The 2009 Northeast Rabies Challenge Fund Seminar & Benefit will be held March 14, 2009 at Rutgers University, New Brunswick, NJ. The seminar benefits the Rabies Challenge Fund Charitable Trust, an organization devoted to helping your pets live longer, healthier lives.
At the benefit you can meet and hear two of the foremost experts in the field of veterinary vaccine research:
* Dr. W. Jean Dodds, (pictured) world-renowned veterinary research scientist and practicing veterinarian
* Dr. Ronald D. Schultz, leading authority on veterinary vaccines and Chair of the Department of Pathobiological Sciences at the University of Wisconsin School of Veterinary Medicine.
Even if you don't live near New Jersey, you can still support RCF and see/hear Dr. Dodds speak live via the Internet. The live seminar starts at 2PM EDT, and will be broadcast on the HyCaliber Video website. It will be limited to 300 online virtual attendees, and the price of this live stream is $55.00 with the proceeds going to support further vaccine research.
About the Rabies Challenge Fund:
Financed by The Rabies Challenge Fund, one of the most important vaccine research studies in veterinary medicine is underway at the University of Wisconsin School of Veterinary Medicine in Madison. Dr.
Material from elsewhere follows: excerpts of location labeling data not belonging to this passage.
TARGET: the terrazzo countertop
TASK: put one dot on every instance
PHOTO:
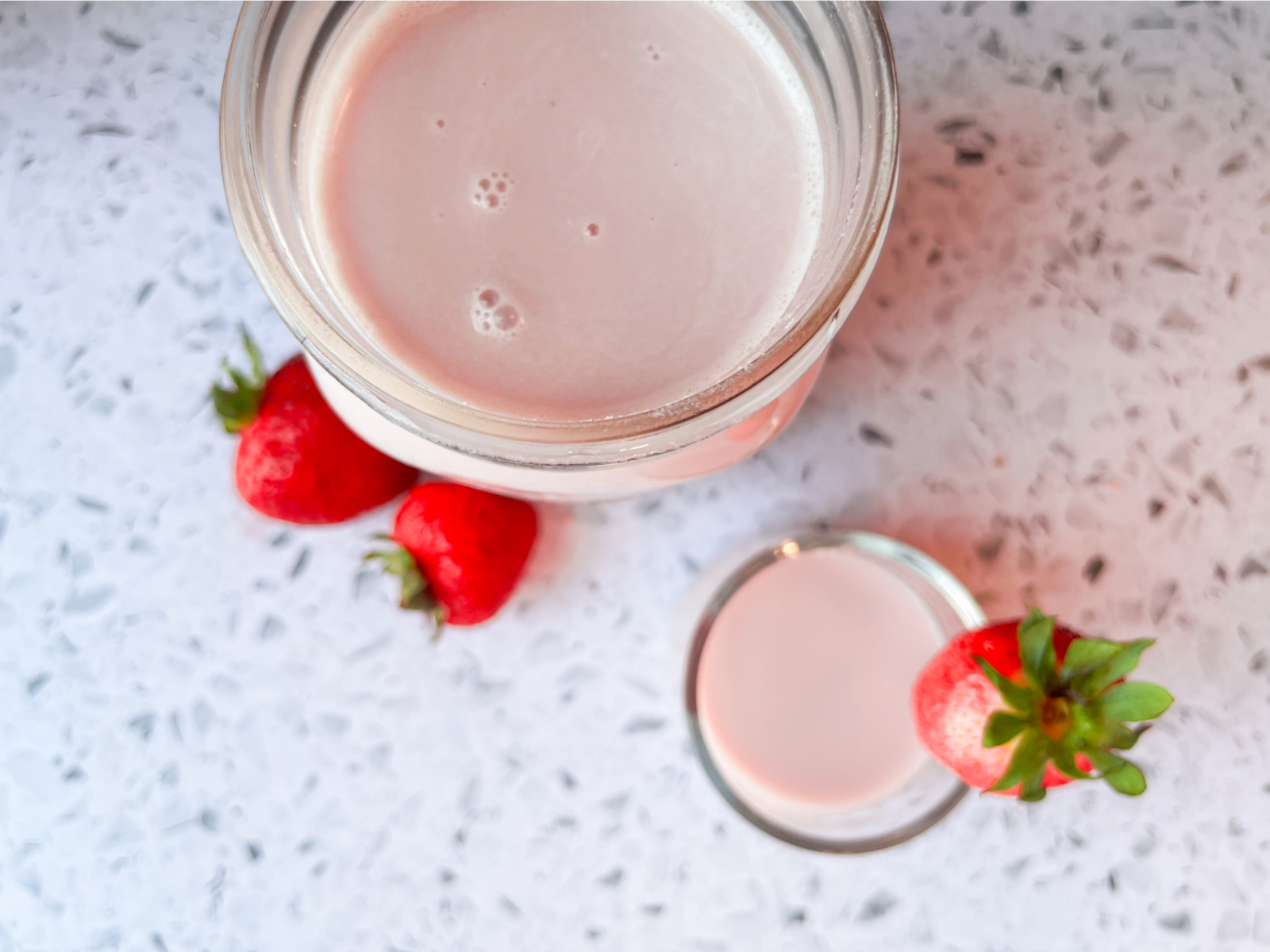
(217, 733)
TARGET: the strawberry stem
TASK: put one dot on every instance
(414, 587)
(238, 405)
(1080, 708)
Ronald Schultz, a leading authority on veterinary vaccines and Chair of the Department of Pathobiological Sciences, has begun concurrent 5 and 7 year challenge studies to determine the long-term duration of immunity of the canine rabies vaccine, with the goal of extending the state-mandated interval for boosters. These will be the first long-term challenge studies on the canine rabies vaccine to be published in the United States.
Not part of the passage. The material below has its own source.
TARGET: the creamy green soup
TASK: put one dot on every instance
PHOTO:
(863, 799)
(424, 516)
Scientific data indicates that vaccinating dogs against rabies every three years, as most states require, is unnecessary. Studies have shown the duration of protective immunity as measured by serum antibody titers against rabies virus to persist for seven years post-vaccination. By validating the 'true' life of rabies virus immunity and moving to five and hopefully seven years, we will decrease the risk of adverse reactions in our animals and minimize their repeated exposure to foreign substances.